I briefly mentioned last week how GKIDS are swiftly establishing themselves as the first name in arthouse animation — in large part thanks to their recent haul of three Oscar nominations in three years. (Their first-ever acquisition, “The Secret of Kells,” got the nod in 2009, while “Chico and Rita” and “A Cat in Paris” both cracked the 2011 lineup.)
Arguably an even bigger coup for their reputation as an animation house, however, has been the pact they formed last year with Studio Ghibli, the Japanese giant whose films were previously distributed Stateside by Disney. Not only will GKIDS be releasing Ghibli’s latest film “From Up on Poppy Hill” — one of their four Oscar hopefuls this year — in US theaters next March, but they’ve also secured the theatrical rights to 14 titles from the Ghibli library, many of them directed by Hayao Miyazaki. Those include 2002 Oscar winner “Spirited Away,” 2005 nominee “Howl’s Moving Castle” and enduring children’s favorite “My Neighbour Totoro.”

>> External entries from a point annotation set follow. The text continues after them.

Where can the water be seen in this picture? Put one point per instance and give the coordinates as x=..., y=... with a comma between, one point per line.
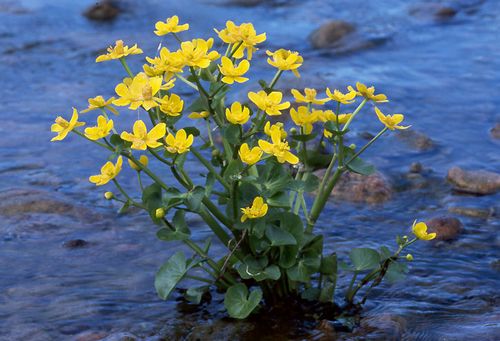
x=441, y=74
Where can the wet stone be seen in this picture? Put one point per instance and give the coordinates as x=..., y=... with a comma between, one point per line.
x=102, y=11
x=371, y=189
x=447, y=228
x=473, y=212
x=75, y=244
x=123, y=336
x=416, y=168
x=476, y=181
x=415, y=140
x=495, y=131
x=330, y=34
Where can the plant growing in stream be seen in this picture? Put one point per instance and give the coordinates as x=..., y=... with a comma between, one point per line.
x=259, y=194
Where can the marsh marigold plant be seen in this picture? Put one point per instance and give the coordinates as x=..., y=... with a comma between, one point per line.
x=246, y=168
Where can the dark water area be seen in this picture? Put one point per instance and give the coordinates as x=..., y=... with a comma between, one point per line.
x=443, y=73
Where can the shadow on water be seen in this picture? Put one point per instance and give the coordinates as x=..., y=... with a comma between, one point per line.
x=73, y=269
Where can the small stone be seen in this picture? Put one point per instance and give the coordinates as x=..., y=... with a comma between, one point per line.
x=446, y=12
x=371, y=189
x=330, y=33
x=103, y=11
x=473, y=212
x=75, y=244
x=495, y=131
x=416, y=167
x=415, y=139
x=476, y=182
x=446, y=228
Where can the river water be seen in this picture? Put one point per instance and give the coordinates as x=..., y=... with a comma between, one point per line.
x=442, y=73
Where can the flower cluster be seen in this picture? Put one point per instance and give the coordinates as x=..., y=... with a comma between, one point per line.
x=258, y=168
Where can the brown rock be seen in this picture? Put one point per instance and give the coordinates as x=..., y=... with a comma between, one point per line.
x=477, y=182
x=330, y=33
x=495, y=131
x=371, y=189
x=446, y=228
x=102, y=11
x=473, y=212
x=415, y=139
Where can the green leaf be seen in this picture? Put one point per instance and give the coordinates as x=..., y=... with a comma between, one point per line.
x=396, y=272
x=171, y=273
x=151, y=198
x=194, y=198
x=279, y=237
x=329, y=265
x=194, y=295
x=364, y=259
x=238, y=303
x=326, y=293
x=181, y=229
x=231, y=133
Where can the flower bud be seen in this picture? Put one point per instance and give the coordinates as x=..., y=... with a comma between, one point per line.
x=144, y=161
x=160, y=213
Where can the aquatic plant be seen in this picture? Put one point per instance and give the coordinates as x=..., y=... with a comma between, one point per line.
x=259, y=194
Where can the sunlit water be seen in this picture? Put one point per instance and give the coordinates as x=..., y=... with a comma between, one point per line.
x=444, y=75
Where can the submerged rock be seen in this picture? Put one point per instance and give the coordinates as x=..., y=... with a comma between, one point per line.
x=476, y=182
x=433, y=10
x=371, y=189
x=446, y=228
x=416, y=140
x=495, y=131
x=75, y=243
x=102, y=11
x=330, y=33
x=473, y=212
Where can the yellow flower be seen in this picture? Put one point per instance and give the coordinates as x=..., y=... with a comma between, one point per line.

Today, it was announced that GKIDS has added to its collection one of Ghibli’s most complex and sophisticated features: Isao Takahata’s 1988 classic “Grave of the Fireflies,” a devastating anti-war drama following two starving, orphaned children in flashback through the dying days of WWII in Kobe. It’s a remarkable film that knocked me sideways when I first saw it a few years back, not least because I watched it back-to-back with the far gentler “Totoro” — which, coincidentally enough, is how the films were first released in Japan.

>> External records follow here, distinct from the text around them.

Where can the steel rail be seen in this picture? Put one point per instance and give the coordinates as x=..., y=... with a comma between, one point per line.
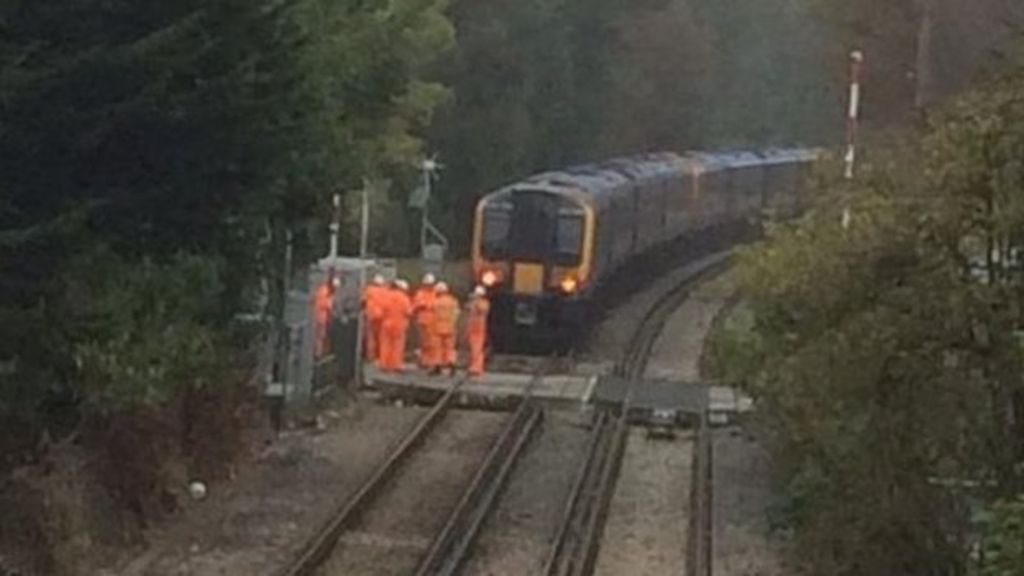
x=450, y=549
x=559, y=562
x=320, y=547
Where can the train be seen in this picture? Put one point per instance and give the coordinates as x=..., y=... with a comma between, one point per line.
x=546, y=246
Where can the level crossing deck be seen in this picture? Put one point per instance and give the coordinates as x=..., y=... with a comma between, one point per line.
x=654, y=399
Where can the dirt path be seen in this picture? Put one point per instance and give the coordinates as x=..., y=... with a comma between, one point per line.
x=254, y=526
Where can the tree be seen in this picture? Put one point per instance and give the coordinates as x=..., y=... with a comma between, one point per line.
x=154, y=141
x=885, y=354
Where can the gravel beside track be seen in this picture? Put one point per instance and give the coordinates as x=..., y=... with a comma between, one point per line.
x=742, y=497
x=516, y=537
x=396, y=532
x=254, y=526
x=646, y=530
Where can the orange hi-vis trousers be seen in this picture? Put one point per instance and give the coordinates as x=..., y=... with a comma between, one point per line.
x=448, y=354
x=392, y=354
x=428, y=344
x=477, y=353
x=373, y=339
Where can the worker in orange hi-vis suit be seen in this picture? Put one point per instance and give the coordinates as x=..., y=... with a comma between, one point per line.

Once hailed by Roger Ebert as one of the greatest war films ever made, it’s a film that could do with more exposure, and GKIDS plans to give it with a 25th-anniversary re-release next year, and a place in their travelling Studio Ghibi Retrospective, currently making its way through North American theaters. Having secured the rights to the film from a separate Japanese company, Toho, GKIDS president Eric Beckman offered this statement: “This deal finally reunites a great Isao Takahata masterwork with the rest of the Studio Ghibli films. It is a profoundly moving film and an essential part of the Ghibli legacy.”

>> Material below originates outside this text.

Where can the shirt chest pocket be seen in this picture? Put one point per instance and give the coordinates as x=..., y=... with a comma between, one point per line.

It’s a nice build-up to the studio’s first release of a new Ghibli film — “From Up on Poppy Hill,” which was written by Hayao Miyazaki and directed by his son Goro, was Japan’s top grosser in 2011, so they’ll be hoping for solid arthouse business in the States. An Oscar nomination, of course, would be helpful in that regard, though they’re facing some stiff competition — not least from themselves.